TIM Belgia, yang dijuluki Setan-setan Merah karena memakai
kostum warna merah, telah menumbangkan mithos hasil seri dalam
pembukaan turnamen Piala dunia -- sejak 1966 selalu tanpa gol.
Disaksikan oleh 90.000 penonton yang memadati Stadion Nou Camp,
Barcelona, 13 Juni malam, Erwin Van den Berg mencetak gol
tunggal di gawang kesebelasan Argentina. "Gol yang berbau
offside, " kata Cesar Luis Menotti, pelatih Argentina, seusai
pertandingan. Ia mengkritik keras Jarguz, penjaga garis dari
Polandia, yang tak mengangkat bendera waktu Van den Berg
menerima umpan di belakang back kiri Tarantini.

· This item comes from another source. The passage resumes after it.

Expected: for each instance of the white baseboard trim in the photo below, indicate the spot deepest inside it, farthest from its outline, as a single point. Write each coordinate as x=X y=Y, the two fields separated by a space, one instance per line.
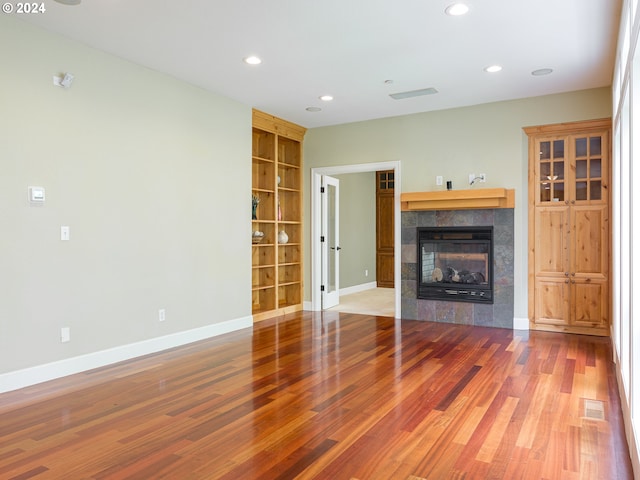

Guy Thys, pelatih tim Belgia, menyebut kemenangan pemain
asuhannya sebagai hal wajar. Kegagalan Argentina mencetak gol
balasan, menurut dia, dikarenakan mereka tidak memperoleh
jawaban atas cara Belgia menguasai lapangan. "Ternyata Maradona
tidak istimewa," ujar Thys. Maradona, gelandang berharga US$ 8
juta, yang setiap pertandingan selalu dijaga ketat musuh,
ditakuti karena keahliannya merobek daerah pertahanan.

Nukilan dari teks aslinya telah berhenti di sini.